All roads lead to one big viaduct mess. He could be correct. In any case he offers the best political analysis so far of the Viaduct by any media.
However, his humorous-but-serious column ignores one small issue: Just as the danger from WMDs in Iraq was not so great as the Bush adminstration told us, the Viaduct may not be in as bad a shape as some people would like us to believe.
Aurora Avenue (SR 99 north of Denny Way) has a posted speed limit of 40 MPH. SR 99 when it turns into The Viaduct (all two miles of it) is posted for 50 MPH — as it has been for decades. When SR99 comes down to earth south of downtown the speed limit is (and I'd better check this) 45MPH.
Ask yourself: if the Viaduct is in such imminent danger of collapse, wouldn't the first thing a WSDoT engineer — sincerely and seriously concerned for public safety — would do is to lower the speed limit to minimize additional stress on the structure?
Uh...maybe so. It's common to lower speed limits whenever you have a weakened bridge; you see it all the time in rural areas where the political urgency to strengthen structures is low. Vehicles at 50 MPH create more vibration etc etc (and vibration is stress) than those going at 40 MPH. Why not on the Viaduct? Why is it business-as-usual as if there was little increased danger? The impact on the corridor's capacity — "throughput" — would appear to be minimal if you lowered the speed on just the elevated structure.
That doesn't mean that the Viaduct does not need repair but only that it strikes me as curious and a bit too convenient that we are told over-and-over that the Viaduct is failing but yet no action is taken to minimize its structural degradation. Look at it in terms of your own house. You go out one day and notice a crack in the foundation wall. So you call up your cousin the structural engineer and he takes a look and say, "Well, it looks to me that it's probably been there a long time. So why don't you just monitor it and we'll see if gets worse. There are lots of ways we can repair it." Of course, if you wanted, and you had someone else to pay for it, you could use that small crack in the foundation as a make-weight to justify tearing it down and building a new house.

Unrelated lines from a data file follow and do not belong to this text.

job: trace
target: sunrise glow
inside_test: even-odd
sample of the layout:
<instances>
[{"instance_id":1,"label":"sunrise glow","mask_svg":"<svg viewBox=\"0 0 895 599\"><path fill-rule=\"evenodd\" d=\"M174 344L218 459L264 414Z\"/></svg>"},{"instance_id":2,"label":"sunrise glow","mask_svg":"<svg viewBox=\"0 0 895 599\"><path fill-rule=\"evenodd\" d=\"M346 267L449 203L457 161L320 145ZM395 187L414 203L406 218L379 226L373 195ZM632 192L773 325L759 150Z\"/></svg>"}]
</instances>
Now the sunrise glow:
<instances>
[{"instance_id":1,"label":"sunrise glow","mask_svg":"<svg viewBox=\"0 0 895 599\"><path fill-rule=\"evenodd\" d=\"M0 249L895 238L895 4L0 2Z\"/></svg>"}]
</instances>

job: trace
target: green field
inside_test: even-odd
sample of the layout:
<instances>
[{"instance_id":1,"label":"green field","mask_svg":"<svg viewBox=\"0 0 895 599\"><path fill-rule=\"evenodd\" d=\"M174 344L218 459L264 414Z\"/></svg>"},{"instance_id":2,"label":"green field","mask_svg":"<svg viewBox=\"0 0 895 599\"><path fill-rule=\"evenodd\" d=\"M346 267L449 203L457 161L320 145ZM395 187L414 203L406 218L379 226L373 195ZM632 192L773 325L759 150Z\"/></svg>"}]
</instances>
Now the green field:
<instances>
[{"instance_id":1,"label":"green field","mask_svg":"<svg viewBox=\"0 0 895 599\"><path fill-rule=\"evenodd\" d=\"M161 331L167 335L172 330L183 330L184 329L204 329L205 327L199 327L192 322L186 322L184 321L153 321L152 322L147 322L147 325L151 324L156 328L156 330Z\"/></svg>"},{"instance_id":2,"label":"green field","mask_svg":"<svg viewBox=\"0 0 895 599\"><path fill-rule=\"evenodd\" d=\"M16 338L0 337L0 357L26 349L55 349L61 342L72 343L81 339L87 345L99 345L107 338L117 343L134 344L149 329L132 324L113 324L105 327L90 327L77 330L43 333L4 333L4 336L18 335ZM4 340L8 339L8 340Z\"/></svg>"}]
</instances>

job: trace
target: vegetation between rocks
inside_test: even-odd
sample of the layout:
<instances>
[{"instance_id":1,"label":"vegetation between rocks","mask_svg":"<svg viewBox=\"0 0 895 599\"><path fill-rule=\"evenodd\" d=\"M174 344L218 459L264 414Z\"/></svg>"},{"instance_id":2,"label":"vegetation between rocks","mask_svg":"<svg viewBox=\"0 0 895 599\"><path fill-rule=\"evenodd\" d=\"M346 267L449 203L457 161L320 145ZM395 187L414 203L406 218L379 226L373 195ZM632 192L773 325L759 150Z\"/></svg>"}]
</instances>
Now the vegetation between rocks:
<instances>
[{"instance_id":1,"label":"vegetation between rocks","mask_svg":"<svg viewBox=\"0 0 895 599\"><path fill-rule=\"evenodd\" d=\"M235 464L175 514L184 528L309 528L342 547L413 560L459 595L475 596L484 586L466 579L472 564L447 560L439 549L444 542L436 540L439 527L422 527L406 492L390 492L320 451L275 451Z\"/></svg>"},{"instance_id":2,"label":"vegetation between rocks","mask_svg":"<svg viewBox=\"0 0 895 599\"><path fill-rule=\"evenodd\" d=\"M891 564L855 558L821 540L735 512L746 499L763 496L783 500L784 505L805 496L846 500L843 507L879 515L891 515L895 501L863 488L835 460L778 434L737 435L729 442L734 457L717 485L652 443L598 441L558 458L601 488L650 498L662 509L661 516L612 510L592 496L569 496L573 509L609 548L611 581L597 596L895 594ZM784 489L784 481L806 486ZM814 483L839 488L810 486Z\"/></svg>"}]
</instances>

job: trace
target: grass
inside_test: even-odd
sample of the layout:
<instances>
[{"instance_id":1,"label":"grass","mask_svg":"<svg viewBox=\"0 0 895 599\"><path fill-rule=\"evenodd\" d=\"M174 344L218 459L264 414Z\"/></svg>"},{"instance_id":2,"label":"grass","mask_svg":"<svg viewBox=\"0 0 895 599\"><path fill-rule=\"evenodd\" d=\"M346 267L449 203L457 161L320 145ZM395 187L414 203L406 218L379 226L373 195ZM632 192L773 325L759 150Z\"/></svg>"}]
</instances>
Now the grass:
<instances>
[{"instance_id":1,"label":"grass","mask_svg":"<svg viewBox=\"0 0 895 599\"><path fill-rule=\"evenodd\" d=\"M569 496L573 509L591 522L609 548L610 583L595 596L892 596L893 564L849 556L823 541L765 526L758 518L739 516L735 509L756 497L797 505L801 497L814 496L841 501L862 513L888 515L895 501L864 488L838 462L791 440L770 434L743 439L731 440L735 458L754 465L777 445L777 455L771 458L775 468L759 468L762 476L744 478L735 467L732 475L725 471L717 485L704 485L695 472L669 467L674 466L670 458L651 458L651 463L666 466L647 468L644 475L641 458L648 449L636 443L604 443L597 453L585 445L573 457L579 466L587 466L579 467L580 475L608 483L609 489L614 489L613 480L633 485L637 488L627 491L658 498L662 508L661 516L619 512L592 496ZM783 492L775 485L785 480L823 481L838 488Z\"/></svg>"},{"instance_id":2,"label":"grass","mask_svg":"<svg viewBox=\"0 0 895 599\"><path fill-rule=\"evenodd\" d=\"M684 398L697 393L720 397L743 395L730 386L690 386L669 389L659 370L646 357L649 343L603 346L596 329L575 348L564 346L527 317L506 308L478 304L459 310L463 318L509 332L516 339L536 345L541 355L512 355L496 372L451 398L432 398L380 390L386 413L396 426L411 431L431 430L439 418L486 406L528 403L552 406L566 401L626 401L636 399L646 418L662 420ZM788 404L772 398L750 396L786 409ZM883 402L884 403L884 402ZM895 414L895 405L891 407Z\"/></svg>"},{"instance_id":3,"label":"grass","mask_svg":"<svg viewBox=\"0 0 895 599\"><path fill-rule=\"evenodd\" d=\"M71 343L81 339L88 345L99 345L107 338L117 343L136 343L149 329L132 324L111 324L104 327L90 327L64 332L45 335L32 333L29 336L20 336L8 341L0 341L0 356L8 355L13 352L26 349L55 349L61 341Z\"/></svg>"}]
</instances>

Then again, if the crack was well-advanced and needed significant work, you might ask the person managing the property (obviously not likely unless the house is Bill Gates' mansion) why they hadn't alerted you to the problem years back. And would you be likely to put repair of the foundation in the hands of the person who had been negligent in monitoring it all those years?
But read Joel's column for yourself.
One small quibble and it is not to be underestimated in the political dynamics: SEPA (our State Environmental Policy Act) exempts emergency repairs. Thus the Retrofit is exempt from SEPA — and thus lawsuits. Huge advantage to the Retrofit. And to the Governor who can step into the breach created by floundering locals, seize the initiative and appear decisive by declaring an emergency. It could be the perfect opportunity for Gov. Christine Gregoire to convince voters she is worthy or re-election.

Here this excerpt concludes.